アデノイドのある場所(鼻咽腔)に出来る腫瘍で、大変見えにくい場所に出来るため、見落としやすい場所です。鼻の奥の方の違和感があったりすると要注意です。
これは特に思春期の男子に多い鼻咽腔血管線維腫という腫瘍や悪性腫瘍があります。鼻づまり、鼻出血、耳閉感(滲出性中耳炎)などの症状が起こります。
鼻・のど・気管・肺と空気の通る道、気道のアレルギーということでとらえ、下気道でおこるアレルギーが喘息になります。アレルギー性鼻炎同様に、何かに対して過敏な反応をおこして、呼吸困難を来たすわけですが、炎症が長引くと、純粋なアレルギー性反応だけでなく炎症反応も強くなり、痰などの分泌物も増加してきます。
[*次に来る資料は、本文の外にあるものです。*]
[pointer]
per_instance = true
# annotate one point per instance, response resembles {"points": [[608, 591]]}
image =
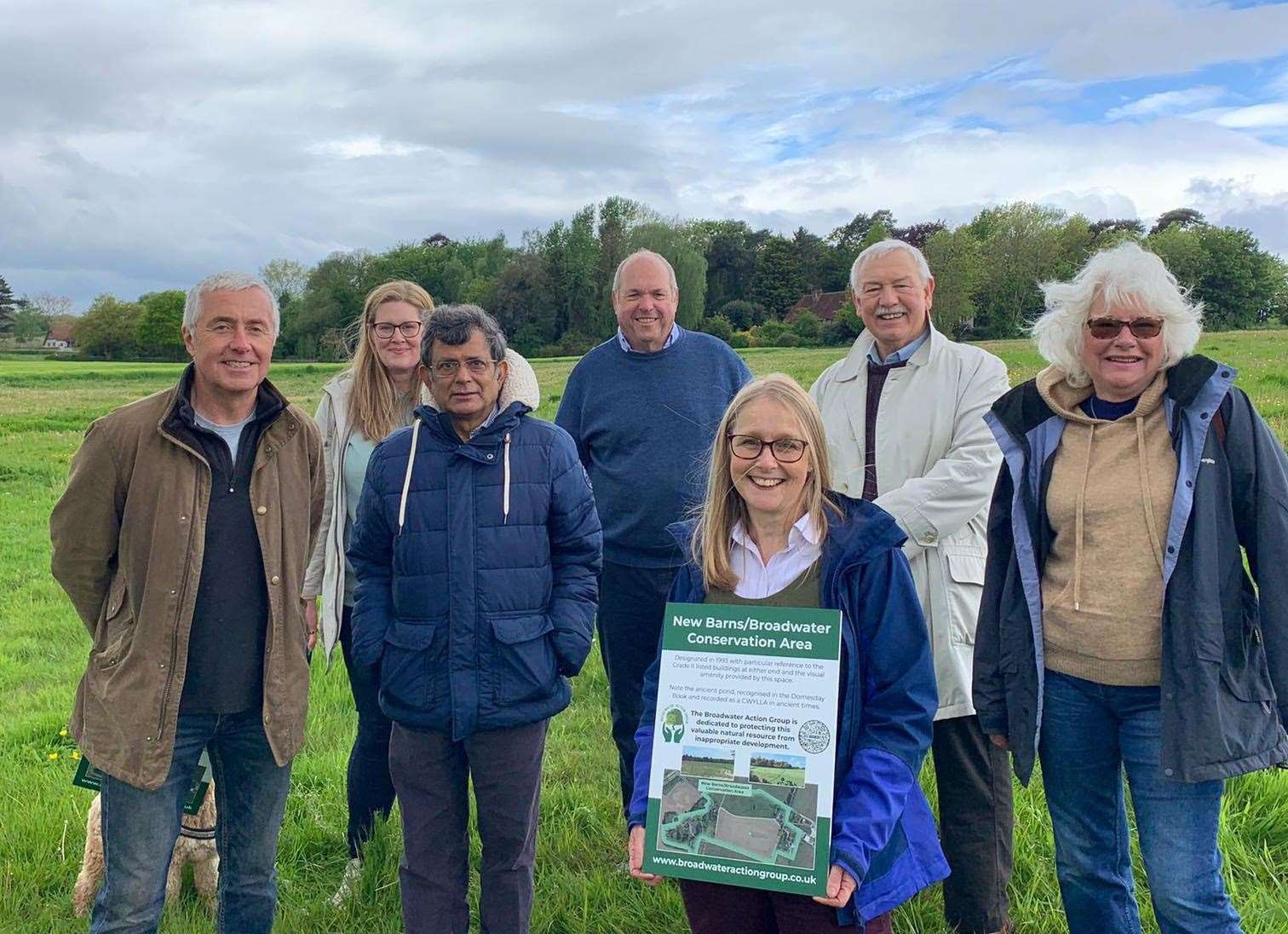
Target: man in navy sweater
{"points": [[643, 408]]}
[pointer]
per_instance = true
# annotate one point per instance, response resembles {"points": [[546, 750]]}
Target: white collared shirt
{"points": [[757, 580]]}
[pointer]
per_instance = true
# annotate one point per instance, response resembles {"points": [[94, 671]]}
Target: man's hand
{"points": [[840, 888], [311, 620], [635, 857]]}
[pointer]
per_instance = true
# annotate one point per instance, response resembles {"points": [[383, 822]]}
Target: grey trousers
{"points": [[432, 777]]}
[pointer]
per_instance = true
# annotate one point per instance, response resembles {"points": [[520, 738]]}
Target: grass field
{"points": [[44, 408]]}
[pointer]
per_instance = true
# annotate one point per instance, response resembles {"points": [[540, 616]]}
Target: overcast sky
{"points": [[145, 145]]}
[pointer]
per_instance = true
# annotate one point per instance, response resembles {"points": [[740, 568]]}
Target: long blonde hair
{"points": [[377, 407], [724, 508]]}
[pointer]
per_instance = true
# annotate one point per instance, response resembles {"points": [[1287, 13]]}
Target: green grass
{"points": [[44, 408]]}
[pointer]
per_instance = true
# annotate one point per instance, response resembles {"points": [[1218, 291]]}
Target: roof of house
{"points": [[823, 304]]}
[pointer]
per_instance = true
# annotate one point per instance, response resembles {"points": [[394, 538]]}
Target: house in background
{"points": [[60, 337], [823, 304]]}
鼻から肺まではone airway one diseaseと言われるようになっており、アレルギー性鼻炎に治療だけでは不十分であるし、喘息だけの治療でもだめであり、両方を組み合わせて治療していく必要があり、吸入ステロイドなどの加療の併用になります。
喘息が合併している場合は呼吸器内科との連携で加療していかないといけません。